Here is Trehernes Spotlights Baby Boo... (2 year old)






and my weanling.. Trehernes Enchanted Star


----------



## Jill (Jul 8, 2007)

Your girls are beautiful, Kristin



Are they related to each other?


----------



## MyLilShowGirl (Jul 8, 2007)

nope, not related, just came from the same farm


----------



## wpsellwood (Jul 8, 2007)

Great post I love my girls,

This one is my favorite so will post her first this is Jewel,






This is Jewels little sister Isidora going to get her today as he mom is being bred back to Jewels sire Manipulators Buckingham






Gracie Lou






This one is a newest one Elle she did really awesome at her first show






This is my favorite broodmare, Marzipan Jewel and Izzys dam






Sugar






The imagines on the other 2 girls wont come up as I need to rename them.


----------



## Irish Hills Farm (Jul 8, 2007)

Oh goody, now I HAVE to go take more pictures of my girls so I can share them too!! :aktion033:


----------



## joylee123 (Jul 8, 2007)

[SIZE=12pt] Here's my mare, Vali Mini Ranch Painted Breeze. She is the last mare I kept from my herd, carrying my ranch name from several years ago. She is the sweetest girl in the world



:



: [/SIZE]

This is one of the only photos I have of her, taken by form member Lisa Phillips ( Baby Goose)(Thank you Lisa!!) at a show in May, as we walked out of the arena. Breezy had placed a third out of eight (I believe) in her first halter class. I was really pleased :bgrin

http://i97.photobucket.com/albums/l231/joy...minishow033.jpg

This is my new mare who I am just beside myself over :bgrin :bgrin



:

Sami's Klassic Kreme (Thank you Tami!)

http://i97.photobucket.com/albums/l231/joy...3/klasi5-28.jpg

and a hairy one :bgrin :bgrin

http://i97.photobucket.com/albums/l231/joy.../klasisassy.jpg


----------



## Mona (Jul 8, 2007)

Here's my girls. They are listed in the order of the length of time I have owned them, with the first being here the longest...

*Last Chance Apache Angel* - '96 Grulla Minimal Pinto









*Misty Creek Fire Dancer* - '98 Silver Pinto









*Fahsers Lil Dots Deelite 4 Me* - '97 Homozygous(for Black and Tobiano) Pinto









*L&Js Extremely Styled* - '01 Black Homozygous Pinto









*Last Chance Colors of the Storm* - '02 Sorrel Sabino/Tobiano Pinto









*Bluebell Hollows Framed For Fame* - '04 Black Pinto









*Last Chance Ima Golden Treasure Too* - '06 Palomino Roan Pinto









*Last Chance Dawn of a New Day Too* - '06 Silver Bay (possibly minimal pinto)

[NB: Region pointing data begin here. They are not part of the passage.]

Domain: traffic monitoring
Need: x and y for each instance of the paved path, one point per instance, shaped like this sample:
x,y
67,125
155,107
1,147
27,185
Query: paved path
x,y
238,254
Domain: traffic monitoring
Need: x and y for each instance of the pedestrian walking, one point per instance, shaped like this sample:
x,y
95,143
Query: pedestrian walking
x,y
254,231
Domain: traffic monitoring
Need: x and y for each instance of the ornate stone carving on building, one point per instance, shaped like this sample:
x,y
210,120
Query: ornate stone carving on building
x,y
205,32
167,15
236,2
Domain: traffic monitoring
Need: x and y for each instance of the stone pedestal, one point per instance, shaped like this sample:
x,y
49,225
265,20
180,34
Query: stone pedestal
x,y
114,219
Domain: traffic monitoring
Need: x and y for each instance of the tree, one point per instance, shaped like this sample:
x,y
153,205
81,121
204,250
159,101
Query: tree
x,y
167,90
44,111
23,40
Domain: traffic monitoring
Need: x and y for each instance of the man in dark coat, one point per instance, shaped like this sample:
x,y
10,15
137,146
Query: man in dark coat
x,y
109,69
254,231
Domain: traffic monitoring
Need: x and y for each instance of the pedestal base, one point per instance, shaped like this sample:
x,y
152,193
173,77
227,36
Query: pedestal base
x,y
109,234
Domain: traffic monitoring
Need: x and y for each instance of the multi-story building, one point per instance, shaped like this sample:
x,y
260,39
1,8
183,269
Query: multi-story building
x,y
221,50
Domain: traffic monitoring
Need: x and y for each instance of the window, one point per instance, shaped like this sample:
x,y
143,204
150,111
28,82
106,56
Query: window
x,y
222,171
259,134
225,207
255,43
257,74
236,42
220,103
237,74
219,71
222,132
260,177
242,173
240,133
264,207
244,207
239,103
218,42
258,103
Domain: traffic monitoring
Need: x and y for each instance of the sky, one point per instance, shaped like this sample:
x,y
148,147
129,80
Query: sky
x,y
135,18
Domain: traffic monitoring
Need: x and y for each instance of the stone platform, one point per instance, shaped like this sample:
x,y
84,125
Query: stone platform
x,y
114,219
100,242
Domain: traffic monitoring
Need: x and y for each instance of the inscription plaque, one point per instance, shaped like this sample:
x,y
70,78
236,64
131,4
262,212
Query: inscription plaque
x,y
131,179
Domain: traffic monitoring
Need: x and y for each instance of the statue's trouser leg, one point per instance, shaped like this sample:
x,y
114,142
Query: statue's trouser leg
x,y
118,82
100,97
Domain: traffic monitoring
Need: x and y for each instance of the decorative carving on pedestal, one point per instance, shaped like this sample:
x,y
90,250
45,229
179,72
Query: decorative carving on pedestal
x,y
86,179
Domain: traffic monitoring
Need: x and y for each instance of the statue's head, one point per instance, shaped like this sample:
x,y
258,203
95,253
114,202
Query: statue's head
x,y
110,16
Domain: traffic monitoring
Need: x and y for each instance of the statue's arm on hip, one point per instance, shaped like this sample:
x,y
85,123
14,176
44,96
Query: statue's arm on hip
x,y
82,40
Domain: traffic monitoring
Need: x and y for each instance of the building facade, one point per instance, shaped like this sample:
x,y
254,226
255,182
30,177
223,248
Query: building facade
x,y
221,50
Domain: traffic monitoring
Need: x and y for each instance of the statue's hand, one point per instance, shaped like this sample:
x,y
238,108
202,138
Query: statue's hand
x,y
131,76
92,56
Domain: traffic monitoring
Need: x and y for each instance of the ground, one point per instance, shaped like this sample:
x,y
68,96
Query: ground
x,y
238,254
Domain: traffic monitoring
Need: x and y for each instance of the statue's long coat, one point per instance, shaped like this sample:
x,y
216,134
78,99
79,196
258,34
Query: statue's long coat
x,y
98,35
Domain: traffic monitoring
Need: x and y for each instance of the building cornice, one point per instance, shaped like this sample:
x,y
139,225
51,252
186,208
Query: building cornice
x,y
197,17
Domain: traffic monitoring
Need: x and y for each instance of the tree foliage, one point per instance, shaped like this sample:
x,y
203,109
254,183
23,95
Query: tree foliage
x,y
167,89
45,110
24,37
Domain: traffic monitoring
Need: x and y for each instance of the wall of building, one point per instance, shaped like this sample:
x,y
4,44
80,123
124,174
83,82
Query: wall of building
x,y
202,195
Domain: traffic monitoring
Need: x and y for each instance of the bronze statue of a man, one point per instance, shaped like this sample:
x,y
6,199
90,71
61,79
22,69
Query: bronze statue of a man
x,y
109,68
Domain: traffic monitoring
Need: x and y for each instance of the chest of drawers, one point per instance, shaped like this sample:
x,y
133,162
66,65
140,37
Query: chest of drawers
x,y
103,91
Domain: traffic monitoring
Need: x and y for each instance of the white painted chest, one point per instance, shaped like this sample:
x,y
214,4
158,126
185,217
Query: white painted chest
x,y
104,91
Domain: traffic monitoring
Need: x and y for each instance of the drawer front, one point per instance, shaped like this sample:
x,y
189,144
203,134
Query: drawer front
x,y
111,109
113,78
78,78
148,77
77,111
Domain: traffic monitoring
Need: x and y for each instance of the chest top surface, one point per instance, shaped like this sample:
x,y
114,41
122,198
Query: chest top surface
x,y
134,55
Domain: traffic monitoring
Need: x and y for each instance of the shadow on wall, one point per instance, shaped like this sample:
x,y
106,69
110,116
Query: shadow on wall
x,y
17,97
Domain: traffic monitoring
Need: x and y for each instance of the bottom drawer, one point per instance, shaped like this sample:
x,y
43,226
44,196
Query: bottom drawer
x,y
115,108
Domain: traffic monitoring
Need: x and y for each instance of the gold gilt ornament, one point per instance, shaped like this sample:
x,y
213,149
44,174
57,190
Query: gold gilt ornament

*Last Chance Hippity Hoppity Too* - '06 Blue Roan Pinto









*Soats Lil Ginger Snap* - '95 Bay









*Stars Miss Sassy(AMHR)/OK Sassy Miss Latte(AMHA)* - '02 Buckskin Pinto









*That's it, that's all folks! :bgrin *


----------



## Kim~Crayonboxminiatures (Jul 8, 2007)

Here are my girls:

*Little Chief's Spring Blossom*
AMHA/AMHR 33.5" 16 yrs old and my favorite broodmare!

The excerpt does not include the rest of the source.